Education: The 3D lab is attended by a rotation of international visiting scholars, Stanford Radiology fellows, residents, and medical students who acquire skills in 3D interpretation as part of their medical training. Our 3D imaging technologists also train Stanford researchers from engineering and medical departments to acquire 3D images and data for research projects involving a variety of image types from an array of imaging devices, including video microscopy, electron microscopy, and multimodality small animal imagers. In response to the external demand for 3D post processing and management training, the 3D lab hosts visiting radiologists and technologists from other medical centers through our 3D clinical fellowship program. This past year, our visitors included teams from other major university medical centers, such as New York University, Cornell University, and University of Pennsylvania. These tertiary radiology departments are interested in duplicating our 3D workflow model at their institutions.

Infrastructure

3D imaging technologists include: Laura Pierce, 3D lab manager; senior 3D technologists Marc Sofilos and Linda Novello; Keshni Kumar; William Johnsen, and newly hired technologists Nancy Ware and Shannon Walters. Our technologists offer not only expertise in 3D imaging, but also experience in CT and MRI scanning techniques as well. We also employ administrative assistants Lakeesha Winston and Debra Frank, and a database administrator, Kala Raman. The research arm of the lab retains an annual average of 12 engineering graduate students and postdoctoral scholars as well as 2 clinical MD researchers. Both 3D lab locations include a central area table that invites professional collaboration and student desks and carrels for independent research. The lab encompasses a total of 13 advanced 3D workstations for processing clinical cases and for research and development. We also have three servers, which provide remote 3D rendering to the Stanford medical community, and two research and development servers for image and data storage. Two remote PACS workstations allow access to all Stanford medical imaging and reporting. The lab also houses a variety of PCs and printers for software development and support.

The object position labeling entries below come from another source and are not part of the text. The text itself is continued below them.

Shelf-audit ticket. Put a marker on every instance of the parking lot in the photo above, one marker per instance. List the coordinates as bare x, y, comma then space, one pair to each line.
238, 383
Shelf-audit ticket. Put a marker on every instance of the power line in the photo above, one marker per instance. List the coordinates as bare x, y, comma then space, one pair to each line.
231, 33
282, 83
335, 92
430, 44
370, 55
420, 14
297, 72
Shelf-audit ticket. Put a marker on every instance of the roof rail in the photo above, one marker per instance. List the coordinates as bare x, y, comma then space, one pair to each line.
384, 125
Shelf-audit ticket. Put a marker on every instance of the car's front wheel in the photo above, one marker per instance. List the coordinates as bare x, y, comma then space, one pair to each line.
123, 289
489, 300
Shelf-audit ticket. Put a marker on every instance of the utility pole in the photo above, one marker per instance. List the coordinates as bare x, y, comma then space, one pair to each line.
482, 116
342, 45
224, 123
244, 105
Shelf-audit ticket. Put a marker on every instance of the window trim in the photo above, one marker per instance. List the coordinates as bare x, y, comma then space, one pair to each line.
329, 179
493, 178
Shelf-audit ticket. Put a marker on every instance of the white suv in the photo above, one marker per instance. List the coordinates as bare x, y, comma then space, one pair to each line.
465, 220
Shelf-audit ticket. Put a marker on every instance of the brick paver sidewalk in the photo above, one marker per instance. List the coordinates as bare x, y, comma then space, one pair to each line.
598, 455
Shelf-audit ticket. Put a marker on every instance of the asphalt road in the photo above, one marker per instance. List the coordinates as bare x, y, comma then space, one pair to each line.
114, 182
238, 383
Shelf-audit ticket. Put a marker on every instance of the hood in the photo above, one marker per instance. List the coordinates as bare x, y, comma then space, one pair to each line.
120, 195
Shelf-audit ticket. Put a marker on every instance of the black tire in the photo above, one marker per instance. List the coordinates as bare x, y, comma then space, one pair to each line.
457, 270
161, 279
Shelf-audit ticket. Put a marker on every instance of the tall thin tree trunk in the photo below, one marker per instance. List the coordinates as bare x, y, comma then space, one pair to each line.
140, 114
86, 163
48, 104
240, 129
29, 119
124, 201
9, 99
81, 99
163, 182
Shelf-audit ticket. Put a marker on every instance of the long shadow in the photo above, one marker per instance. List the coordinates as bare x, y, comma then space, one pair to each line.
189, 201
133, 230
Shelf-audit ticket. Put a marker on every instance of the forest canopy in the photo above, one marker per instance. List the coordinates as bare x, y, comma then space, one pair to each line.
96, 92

We continue our excellent relationships with corporate developers of 3D workstations (e.g., GE Healthcare, TeraRecon, and Vital Images) who place their hardware and software in the 3D lab in anticipation of our feedback. These relationships ensure that we maintain the most advanced multi-dimensional analytical technologies available. Future clinical applications under investigation include automatic pre-processing and pre-loading of patient examinations to improve efficiency; predefined workflow templates; automatic export of quantitative data to patient reports; and improvements to graphical user interfaces for simplicity and ease of use of clinical 3D software.

To facilitate the bridge between innovation and other clinical use of technology, we serve as an imaging core lab for medical device developers. These companies use our expertise to evaluate their current and future products in anticipation of FDA approval. Present industrial projects include the evaluation of data from pulmonary vein ablation procedures (to treat atrial fibrillation), as well as thoracic stent-graft deployment (for the treatment of thoracic aortic aneurysms).

Conclusion

The 3D Medical Imaging Lab continues to function as an international leader in clinical care, teaching, and research in medical imaging analysis. The confluence of talented, medical and engineering expertise as well as the most up-to-date equipment has been a consistent source of innovative developments in diagnostic and treatment planning approaches.